Environmental forecasting & data assimilation

Data assimilation helps us make the most of our observations and our models by combining the information each of them carries in optimised ways.

Data assimilation is a key ingredient for environmental model forecasting. It helps us identify how to improve models of the Earth System by identifying mismatches between the data and the model predictions.

At NCEO we are developing cutting-edge techniques in data assimilation to help strengthen scientific capacity in the UK. We want to provide data assimilation systems that can be coupled to any core model to revolutionise the way data assimilation supports the UK geoscience community.

Staff involved in data assimilation work closely with others involved in satellite retrievals and in modelling. This integrated expertise allows NCEO researchers to develop next-generation data assimilation systems that apply to a wide range of data-model problems.

We work closely with researchers at operational centres like the Met Office and the European Centre for Medium-range Weather Forecasts (ECMWF) to improve on the approximations in their data-assimilation systems for future weather and climate modelling.

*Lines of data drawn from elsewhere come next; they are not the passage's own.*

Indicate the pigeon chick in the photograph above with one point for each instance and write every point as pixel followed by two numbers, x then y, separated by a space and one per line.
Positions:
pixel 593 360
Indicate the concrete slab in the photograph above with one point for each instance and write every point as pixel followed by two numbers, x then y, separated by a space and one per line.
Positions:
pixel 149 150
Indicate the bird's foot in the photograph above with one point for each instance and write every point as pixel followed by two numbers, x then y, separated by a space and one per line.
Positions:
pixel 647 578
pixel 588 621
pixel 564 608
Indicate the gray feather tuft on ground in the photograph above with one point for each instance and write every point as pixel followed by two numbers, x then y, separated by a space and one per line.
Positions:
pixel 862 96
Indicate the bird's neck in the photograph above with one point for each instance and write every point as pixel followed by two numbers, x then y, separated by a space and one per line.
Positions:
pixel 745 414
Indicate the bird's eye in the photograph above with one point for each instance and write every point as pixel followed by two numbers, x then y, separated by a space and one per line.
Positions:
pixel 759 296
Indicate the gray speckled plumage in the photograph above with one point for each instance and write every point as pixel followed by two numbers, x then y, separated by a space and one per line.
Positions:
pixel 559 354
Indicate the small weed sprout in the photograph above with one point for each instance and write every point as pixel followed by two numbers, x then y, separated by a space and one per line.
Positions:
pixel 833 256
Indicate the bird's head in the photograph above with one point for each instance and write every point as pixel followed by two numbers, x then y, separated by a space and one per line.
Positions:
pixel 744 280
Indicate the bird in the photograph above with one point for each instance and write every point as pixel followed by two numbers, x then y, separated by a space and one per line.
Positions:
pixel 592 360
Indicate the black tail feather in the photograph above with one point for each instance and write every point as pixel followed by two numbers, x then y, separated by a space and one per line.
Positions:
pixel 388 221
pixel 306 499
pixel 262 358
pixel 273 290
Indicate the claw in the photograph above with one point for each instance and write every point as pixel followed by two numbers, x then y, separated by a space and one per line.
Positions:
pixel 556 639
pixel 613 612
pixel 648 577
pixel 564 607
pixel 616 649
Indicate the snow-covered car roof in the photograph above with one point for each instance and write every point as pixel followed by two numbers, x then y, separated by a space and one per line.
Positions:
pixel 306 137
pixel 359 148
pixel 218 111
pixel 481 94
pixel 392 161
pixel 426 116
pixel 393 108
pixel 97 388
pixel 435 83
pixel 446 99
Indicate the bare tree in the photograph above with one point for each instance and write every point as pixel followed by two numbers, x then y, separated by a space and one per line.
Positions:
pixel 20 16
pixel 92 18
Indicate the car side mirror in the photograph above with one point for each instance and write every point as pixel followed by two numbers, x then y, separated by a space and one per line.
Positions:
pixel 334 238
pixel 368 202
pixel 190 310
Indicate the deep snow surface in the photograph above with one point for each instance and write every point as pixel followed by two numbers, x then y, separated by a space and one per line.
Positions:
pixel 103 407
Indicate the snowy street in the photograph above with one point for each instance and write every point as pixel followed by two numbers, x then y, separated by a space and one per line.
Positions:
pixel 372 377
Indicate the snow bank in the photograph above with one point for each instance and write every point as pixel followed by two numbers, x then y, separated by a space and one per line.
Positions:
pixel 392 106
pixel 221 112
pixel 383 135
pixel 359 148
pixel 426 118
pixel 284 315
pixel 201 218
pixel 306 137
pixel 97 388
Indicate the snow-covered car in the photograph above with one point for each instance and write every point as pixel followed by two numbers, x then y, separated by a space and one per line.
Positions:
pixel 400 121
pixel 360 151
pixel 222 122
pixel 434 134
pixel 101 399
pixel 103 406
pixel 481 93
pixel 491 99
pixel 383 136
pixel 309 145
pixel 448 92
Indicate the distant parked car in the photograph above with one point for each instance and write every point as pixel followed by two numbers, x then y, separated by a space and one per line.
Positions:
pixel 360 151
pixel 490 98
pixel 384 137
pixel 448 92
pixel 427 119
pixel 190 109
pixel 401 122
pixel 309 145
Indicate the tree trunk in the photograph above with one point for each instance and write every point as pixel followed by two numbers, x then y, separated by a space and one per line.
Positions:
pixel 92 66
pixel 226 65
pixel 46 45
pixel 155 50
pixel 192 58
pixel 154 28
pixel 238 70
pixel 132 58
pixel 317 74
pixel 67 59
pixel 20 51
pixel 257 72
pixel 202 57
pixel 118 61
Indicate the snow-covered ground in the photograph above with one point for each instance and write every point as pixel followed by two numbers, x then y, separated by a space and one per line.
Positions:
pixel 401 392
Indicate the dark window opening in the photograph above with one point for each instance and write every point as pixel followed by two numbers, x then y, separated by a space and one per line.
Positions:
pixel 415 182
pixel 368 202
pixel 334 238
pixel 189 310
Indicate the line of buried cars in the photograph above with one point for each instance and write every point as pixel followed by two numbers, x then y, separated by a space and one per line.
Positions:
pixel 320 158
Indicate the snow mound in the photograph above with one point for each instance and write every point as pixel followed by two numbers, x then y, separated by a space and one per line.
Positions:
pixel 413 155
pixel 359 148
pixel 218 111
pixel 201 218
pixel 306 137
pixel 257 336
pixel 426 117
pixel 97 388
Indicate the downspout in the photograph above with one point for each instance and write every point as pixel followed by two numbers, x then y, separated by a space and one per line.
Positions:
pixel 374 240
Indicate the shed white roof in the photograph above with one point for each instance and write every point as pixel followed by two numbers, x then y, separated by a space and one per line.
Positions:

Our research priorities are:

  • How to treat uncertainty in the data and the models.
  • Assimilation into models of the entire Earth System.
  • Identifying improvements to environment models, relating to the physical processes they represent, the parameterisations they use, and the parameters for initialising and driving the models.
  • How to couple together systems with very different scales in time and space.
  • Developing fully non-linear assimilation systems.
  • Assessing the impact of novel observing systems.
  • Setting up computing infrastructure to provide NERC scientists with access to NCEO’s data assimilation tools, as well as efficient access to models, EO data and driving data sets.


Our current work includes:

  • Developing a data assimilation software package – called EMPIRE – that easily couples to any geoscience model of choice.
  • Applying EMPIRE, coupled to the Met Office’s land-surface model ‘JULES’, to improve estimates of soil moisture in sub-Saharan Africa.
  • Solving the ‘curse of dimensionality’ that limits nonlinear data assimilation methods to low-dimensional systems, due to their excessive cost. NCEO researchers have developed a fully nonlinear method that is efficient even in very high dimensional systems, using an Equivalent-Weights-Particle Filter. The method is much more robust than previous methods and paves the way for efficient data assimilation in real geophysical systems.
  • Testing of NCEO’s new nonlinear assimilation method on the climate model HadCM3.
  • Applying data assimilation methods to ‘Big Data’ datasets from multiple sensors, such as those produced by ESA’s Sentinel programme, to estimate land surface state in a consistent and efficient way.
  • Evaluating different data assimilation methods to understand their limitations and provide guidance on improving them.